ECLI:NL:RVS:2022:3187
Raad van State
- Hoger beroep
- Rechtspraak.nl
Hoger beroep tegen afwijzing aanvraag verblijfsvergunning asiel
In deze zaak gaat het om een hoger beroep van een vreemdeling, mede namens haar minderjarige kind, tegen een uitspraak van de rechtbank Den Haag. De rechtbank had op 27 september 2022 geoordeeld dat de staatssecretaris van Justitie en Veiligheid de aanvraag van de vreemdeling om een verblijfsvergunning asiel voor bepaalde tijd niet in behandeling had hoeven nemen. De vreemdeling had op 30 augustus 2022 een aanvraag ingediend, maar deze werd door de staatssecretaris niet in behandeling genomen. De rechtbank verklaarde het beroep van de vreemdeling ongegrond.
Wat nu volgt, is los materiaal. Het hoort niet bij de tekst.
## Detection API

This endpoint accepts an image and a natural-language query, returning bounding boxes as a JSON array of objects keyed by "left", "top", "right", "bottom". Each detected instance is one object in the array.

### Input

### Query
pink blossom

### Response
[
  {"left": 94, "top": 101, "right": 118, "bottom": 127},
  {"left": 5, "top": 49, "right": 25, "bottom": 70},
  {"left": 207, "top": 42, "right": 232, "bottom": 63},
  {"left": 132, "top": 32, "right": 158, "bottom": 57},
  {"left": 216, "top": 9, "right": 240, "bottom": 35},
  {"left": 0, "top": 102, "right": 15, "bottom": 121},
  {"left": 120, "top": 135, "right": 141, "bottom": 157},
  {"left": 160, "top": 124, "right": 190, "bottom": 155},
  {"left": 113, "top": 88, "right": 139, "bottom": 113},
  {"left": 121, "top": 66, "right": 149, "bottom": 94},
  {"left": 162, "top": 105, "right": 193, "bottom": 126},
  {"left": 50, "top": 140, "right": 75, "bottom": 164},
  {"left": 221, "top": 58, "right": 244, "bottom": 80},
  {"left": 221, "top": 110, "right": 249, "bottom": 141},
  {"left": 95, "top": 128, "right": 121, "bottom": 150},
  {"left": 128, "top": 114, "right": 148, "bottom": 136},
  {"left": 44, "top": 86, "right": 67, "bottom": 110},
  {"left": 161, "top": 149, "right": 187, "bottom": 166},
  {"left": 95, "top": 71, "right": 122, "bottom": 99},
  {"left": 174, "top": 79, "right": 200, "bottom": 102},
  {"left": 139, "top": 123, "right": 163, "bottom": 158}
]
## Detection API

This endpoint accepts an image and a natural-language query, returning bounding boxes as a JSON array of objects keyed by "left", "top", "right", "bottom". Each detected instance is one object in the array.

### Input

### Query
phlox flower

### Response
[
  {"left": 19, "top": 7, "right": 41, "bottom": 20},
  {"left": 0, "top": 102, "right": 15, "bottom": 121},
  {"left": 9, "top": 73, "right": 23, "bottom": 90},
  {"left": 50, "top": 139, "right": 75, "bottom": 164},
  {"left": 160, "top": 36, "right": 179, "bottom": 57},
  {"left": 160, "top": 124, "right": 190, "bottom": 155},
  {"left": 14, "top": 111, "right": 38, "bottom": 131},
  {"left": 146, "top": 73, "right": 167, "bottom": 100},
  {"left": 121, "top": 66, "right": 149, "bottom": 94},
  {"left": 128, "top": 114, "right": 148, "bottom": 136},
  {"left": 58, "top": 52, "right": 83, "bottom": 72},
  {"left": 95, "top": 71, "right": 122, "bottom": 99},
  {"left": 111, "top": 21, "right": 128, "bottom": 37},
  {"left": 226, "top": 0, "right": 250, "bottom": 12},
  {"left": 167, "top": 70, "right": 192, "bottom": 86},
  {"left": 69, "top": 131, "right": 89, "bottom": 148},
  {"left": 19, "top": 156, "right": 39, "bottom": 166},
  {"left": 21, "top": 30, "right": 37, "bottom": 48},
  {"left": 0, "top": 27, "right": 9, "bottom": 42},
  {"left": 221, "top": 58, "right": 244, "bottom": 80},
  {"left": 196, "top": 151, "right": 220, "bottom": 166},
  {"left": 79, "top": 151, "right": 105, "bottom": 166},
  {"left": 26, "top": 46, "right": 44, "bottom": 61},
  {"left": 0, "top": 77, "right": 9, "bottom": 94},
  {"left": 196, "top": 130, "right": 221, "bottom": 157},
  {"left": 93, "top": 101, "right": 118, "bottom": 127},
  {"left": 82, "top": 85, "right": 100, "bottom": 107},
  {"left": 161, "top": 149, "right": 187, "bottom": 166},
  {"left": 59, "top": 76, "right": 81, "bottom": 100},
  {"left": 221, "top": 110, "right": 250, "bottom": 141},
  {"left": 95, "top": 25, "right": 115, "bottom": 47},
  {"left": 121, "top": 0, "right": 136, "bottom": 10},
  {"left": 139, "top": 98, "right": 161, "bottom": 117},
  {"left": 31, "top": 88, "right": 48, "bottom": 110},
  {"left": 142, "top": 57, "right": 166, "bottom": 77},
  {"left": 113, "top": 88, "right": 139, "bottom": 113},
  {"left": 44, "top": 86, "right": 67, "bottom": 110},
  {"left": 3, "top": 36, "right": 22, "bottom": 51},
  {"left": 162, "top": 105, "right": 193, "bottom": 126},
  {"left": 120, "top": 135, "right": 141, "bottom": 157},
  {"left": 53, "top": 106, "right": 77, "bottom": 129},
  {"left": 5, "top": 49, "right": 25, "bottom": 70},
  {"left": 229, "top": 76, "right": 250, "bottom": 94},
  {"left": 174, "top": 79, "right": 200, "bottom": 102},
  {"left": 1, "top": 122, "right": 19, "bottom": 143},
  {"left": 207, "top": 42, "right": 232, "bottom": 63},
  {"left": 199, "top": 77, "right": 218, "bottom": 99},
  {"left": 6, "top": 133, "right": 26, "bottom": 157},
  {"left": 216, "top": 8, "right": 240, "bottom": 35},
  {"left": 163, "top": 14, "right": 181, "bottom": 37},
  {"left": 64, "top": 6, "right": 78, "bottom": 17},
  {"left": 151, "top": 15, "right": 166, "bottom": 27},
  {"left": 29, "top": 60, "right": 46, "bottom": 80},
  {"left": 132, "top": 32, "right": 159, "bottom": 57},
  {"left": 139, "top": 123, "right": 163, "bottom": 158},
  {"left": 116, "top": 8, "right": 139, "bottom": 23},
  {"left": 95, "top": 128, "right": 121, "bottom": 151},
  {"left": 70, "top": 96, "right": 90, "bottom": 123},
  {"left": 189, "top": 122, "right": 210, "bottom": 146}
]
De vreemdeling, vertegenwoordigd door haar advocaat mr. A.W.J. van der Meer, heeft hoger beroep ingesteld tegen deze uitspraak. De Afdeling bestuursrechtspraak van de Raad van State heeft op 7 november 2022 uitspraak gedaan. In de overwegingen van de Raad van State werd vastgesteld dat het hoger beroep niet leidt tot vernietiging van de uitspraak van de rechtbank. De Raad oordeelde dat het hogerberoepschrift geen vragen bevatte die in het belang van de rechtseenheid, de rechtsontwikkeling of de rechtsbescherming in algemene zin beantwoord moesten worden.
De Raad van State bevestigde de uitspraak van de rechtbank en oordeelde dat de rechtbank terecht en op goede gronden tot haar oordeel was gekomen. De motivering van de rechtbank werd overgenomen door de Raad. De staatssecretaris werd niet verplicht om proceskosten te vergoeden. De uitspraak werd in het openbaar gedaan, waarbij mr. B. Meijer als lid van de enkelvoudige kamer en mr. N. Tibold als griffier aanwezig waren.